Nutrient Silicates
Nutrient-Driven Colonization and Weathering of Silicates
ROGERS, J.R., BENNETT, P.C., HIEBERT, F.K., and CHOI, W.J.Department of Geological Sciences, The University of Texas at Austin, Austin, TX, 78712
The dynamics of microbial attachment to mineral surfaces is a complex combination of surface charge, solution and mineral composition, and the types of organisms present in the ground water. Another potential influence is the presence of limiting inorganic nutrients in the mineralogy of the aquifer, or conversely the presence of toxic metals. In this study we examined microbial colonization and weathering of silicate minerals usingĀ in situ field microcosms and controlled laboratory microcosms, as a function of mineral composition. We found that in environments where P is scarce, feldspars that contain micro-inclusions of P-minerals such as apatite are preferentially colonized over similar feldspars without P. Further, we found that colonization of mineral surfaces directly correlates to the degree of mineral weathering and weathering is only found near attached organisms.

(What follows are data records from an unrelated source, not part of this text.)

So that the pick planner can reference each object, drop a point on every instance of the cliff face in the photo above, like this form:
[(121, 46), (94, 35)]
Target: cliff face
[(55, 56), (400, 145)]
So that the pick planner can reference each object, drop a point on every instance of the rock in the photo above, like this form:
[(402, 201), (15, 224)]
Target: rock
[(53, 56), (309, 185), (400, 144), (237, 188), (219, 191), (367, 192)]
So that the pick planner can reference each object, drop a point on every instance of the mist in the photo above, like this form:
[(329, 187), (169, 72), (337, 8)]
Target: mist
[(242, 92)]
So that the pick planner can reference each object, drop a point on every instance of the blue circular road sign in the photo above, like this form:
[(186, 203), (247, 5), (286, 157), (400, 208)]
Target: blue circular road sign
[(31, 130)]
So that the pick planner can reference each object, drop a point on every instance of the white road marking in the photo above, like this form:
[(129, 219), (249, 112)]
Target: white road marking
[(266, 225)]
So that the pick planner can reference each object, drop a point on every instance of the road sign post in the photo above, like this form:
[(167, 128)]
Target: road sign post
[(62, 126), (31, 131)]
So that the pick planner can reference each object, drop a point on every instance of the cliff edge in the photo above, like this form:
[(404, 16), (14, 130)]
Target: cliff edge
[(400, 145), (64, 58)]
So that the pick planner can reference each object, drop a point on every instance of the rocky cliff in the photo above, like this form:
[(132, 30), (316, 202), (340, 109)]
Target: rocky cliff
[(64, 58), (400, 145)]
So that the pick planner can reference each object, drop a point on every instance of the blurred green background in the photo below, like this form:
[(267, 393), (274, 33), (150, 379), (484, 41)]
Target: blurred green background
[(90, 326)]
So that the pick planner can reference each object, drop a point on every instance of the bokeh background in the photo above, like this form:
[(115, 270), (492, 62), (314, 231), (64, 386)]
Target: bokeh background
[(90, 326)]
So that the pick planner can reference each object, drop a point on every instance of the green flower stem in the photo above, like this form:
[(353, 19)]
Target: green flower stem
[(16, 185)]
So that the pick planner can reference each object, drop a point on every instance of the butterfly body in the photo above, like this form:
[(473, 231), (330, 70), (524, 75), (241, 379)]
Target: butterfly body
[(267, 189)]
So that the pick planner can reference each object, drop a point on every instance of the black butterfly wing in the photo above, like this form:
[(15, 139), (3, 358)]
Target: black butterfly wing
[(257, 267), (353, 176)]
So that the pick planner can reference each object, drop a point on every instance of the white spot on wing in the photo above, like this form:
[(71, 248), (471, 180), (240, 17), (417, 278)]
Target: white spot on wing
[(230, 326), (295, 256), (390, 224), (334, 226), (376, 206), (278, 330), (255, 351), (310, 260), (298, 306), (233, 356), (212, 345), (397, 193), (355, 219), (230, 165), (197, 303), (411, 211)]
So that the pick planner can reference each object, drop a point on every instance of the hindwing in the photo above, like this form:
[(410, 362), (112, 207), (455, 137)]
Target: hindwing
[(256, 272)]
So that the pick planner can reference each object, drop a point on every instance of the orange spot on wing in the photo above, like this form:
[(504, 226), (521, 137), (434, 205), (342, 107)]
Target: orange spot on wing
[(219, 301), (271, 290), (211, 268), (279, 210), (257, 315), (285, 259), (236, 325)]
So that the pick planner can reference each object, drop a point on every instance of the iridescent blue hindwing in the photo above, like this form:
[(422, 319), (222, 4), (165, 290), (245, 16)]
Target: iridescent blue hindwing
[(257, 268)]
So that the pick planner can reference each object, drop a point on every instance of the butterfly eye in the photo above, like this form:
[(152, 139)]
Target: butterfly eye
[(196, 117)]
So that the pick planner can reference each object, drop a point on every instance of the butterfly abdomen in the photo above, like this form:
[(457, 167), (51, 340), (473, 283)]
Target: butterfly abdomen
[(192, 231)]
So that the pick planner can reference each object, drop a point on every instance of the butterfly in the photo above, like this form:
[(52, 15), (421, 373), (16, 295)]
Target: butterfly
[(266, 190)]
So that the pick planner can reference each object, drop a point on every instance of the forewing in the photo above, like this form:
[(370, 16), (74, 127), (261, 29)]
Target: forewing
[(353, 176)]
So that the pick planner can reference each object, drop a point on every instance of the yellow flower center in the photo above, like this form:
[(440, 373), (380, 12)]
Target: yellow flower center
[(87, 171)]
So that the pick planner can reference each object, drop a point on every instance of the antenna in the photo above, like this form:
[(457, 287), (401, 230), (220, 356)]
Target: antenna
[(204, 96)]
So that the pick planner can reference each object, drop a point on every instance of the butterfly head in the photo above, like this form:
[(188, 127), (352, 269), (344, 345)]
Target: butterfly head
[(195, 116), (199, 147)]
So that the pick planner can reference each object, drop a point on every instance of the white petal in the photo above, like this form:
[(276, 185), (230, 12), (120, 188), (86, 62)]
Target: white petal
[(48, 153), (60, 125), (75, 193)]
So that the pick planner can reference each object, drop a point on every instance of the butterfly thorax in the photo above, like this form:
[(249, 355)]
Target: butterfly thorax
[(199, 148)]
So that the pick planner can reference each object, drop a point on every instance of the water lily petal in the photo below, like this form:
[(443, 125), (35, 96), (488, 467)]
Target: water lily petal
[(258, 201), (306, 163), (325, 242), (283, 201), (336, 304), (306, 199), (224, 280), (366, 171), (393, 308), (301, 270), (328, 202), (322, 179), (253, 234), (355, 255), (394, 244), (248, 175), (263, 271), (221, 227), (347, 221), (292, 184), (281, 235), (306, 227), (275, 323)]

This suggests that colonizing organisms produce a reactive microenvironment at the mineral surface altering the mineral-water equilibria at that surface. Degradation of substrate in laboratory microcosms containing P-silicates was substantially faster than in those containing non P-silicates, suggesting that P released from silicates influences metabolism of the microbial community. We propose that colonization behavior can be influenced by the availability of P, and that native subsurface microorganisms preferentially colonize and weather silicates, which contain apatite. The implications of this interaction is that nutrient-bearing silicates will be colonized, and destroyed, while non P bearing silicates are uncolonized and unweathered. The dissolution of P-bearing silicates releases P to the colonizing organisms, offering them a competitive advantage over planktonic organisms or those colonizing non P-bearing silicates.